5.7 Local Surrogate Models (LIME)

Local surrogate models are interpretable models used to explain individual predictions of black box machine learning models. Local interpretable model-agnostic explanations (LIME) (Ribeiro, M.T., Singh, S. and Guestrin, C., 201633) is a paper in which the authors propose a concrete implementation of local surrogate models. Surrogate models are trained to approximate the predictions of the underlying black box model. Instead of trying to fit a global surrogate model, LIME focuses on fitting local surrogate models to explain why single predictions were made.

The idea is quite intuitive. First of all, forget about the training data and imagine you only have the black box model where you can input data points and get the models predicted outcome. You can probe the box as often as you want. Your goal is to understand why the machine learning model made a certain prediction. LIME tests out what happens to the model’s predictions when you feed variations of your data into the machine learning model. LIME generates a new dataset consisting of perturbed samples and the associated black box model’s predictions. On this dataset LIME then trains an interpretable model weighted by the proximity of the sampled instances to the instance of interest. The interpretable model can basically be anything from this chapter, for example LASSO or a decision tree. The learned model should be a good approximation of the machine learning model locally, but it does not have to be so globally. This kind of accuracy is also called local fidelity.
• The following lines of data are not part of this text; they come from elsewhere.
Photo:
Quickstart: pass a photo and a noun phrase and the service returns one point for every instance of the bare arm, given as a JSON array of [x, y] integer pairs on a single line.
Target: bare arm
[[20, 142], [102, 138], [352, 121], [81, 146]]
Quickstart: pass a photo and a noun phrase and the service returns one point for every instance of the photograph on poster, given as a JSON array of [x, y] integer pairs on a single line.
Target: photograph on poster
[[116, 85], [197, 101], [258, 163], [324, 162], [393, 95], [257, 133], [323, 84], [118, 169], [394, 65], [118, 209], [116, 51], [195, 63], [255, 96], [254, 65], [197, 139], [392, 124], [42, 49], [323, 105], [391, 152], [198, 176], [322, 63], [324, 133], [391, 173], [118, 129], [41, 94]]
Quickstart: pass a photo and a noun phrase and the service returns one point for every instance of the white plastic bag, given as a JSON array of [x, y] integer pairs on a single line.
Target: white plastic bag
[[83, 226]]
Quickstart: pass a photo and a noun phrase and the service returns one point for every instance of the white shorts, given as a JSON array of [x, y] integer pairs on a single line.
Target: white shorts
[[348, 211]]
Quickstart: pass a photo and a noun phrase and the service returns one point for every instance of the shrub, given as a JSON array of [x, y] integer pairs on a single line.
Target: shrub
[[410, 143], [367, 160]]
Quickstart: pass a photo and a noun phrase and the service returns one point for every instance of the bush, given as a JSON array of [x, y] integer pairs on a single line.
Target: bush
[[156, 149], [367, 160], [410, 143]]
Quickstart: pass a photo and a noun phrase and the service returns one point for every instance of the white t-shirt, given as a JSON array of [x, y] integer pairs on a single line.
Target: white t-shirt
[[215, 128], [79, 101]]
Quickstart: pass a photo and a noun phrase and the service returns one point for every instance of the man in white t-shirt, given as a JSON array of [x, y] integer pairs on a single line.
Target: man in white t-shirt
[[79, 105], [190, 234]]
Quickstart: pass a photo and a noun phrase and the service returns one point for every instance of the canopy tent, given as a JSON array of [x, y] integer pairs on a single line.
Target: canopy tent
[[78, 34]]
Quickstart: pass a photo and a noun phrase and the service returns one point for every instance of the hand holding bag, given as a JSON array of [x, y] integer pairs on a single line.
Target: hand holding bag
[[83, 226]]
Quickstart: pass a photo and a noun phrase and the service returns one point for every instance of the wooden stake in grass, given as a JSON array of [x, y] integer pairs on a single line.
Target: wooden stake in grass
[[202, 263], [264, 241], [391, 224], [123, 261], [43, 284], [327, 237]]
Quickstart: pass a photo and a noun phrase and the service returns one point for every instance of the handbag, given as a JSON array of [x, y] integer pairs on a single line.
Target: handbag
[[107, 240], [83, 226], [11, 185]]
Mathematically, local surrogate models with interpretability constraint can be expressed as follows:

\[\text{explanation}(x)=\arg\min_{g\in{}G}L(f,g,\pi_x)+\Omega(g)\] The explanation model for instance x is the model g (e.g. linear regression model) that minimizes loss L (e.g. mean squared error), which measures how close the explanation is to the prediction of the original model f (e.g. an xgboost model), while the model complexity \(\Omega(g)\) is kept low (e.g. favor fewer features). G is the family of possible explanation, for example all possible linear regression models. The proximity measure \(\pi_x\) defines how large the neighbourhood is around instance x that we consider for the explanation. In practice, LIME only optimizes the loss part. The user has to determine the complexity, e.g. by selecting the maximum number of features that the linear regression model may use.

The recipe for fitting local surrogate models:

  • Choose your instance of interest for which you want to have an explanation of its black box prediction.
  • Perturb your dataset and get the black box predictions for these new points.
  • Weight the new samples by their proximity to the instance of interest.
  • Fit a weighted, interpretable model on the dataset with the variations.
  • Explain prediction by interpreting the local model.

In the current implementations (R and Python) for example linear regression can be chosen as interpretable surrogate model. Upfront you have to choose \(K\), the number of features that you want to have in your interpretable model. The lower the \(K\), the easier the model is to interpret, higher \(K\) potentially creates models with higher fidelity. There are different methods for how to fit models with exactly \(K\) features. A solid choice is Lasso. A Lasso model with a high regularisation parameter \(\lambda\) yields a model with only the intercept. By refitting the Lasso models with slowly decreasing \(\lambda\), one after each other, the features are getting weight estimates different from zero. When \(K\) features are in the model, you reached the desired number of features. Other strategies are forward or backward selection of features. This means you either start with the full model (=containing all features) or with a model with only the intercept and then testing which feature would create the biggest improvement when added or removed, until a model with \(K\) features is reached. Other interpretable models like decision trees are also possible.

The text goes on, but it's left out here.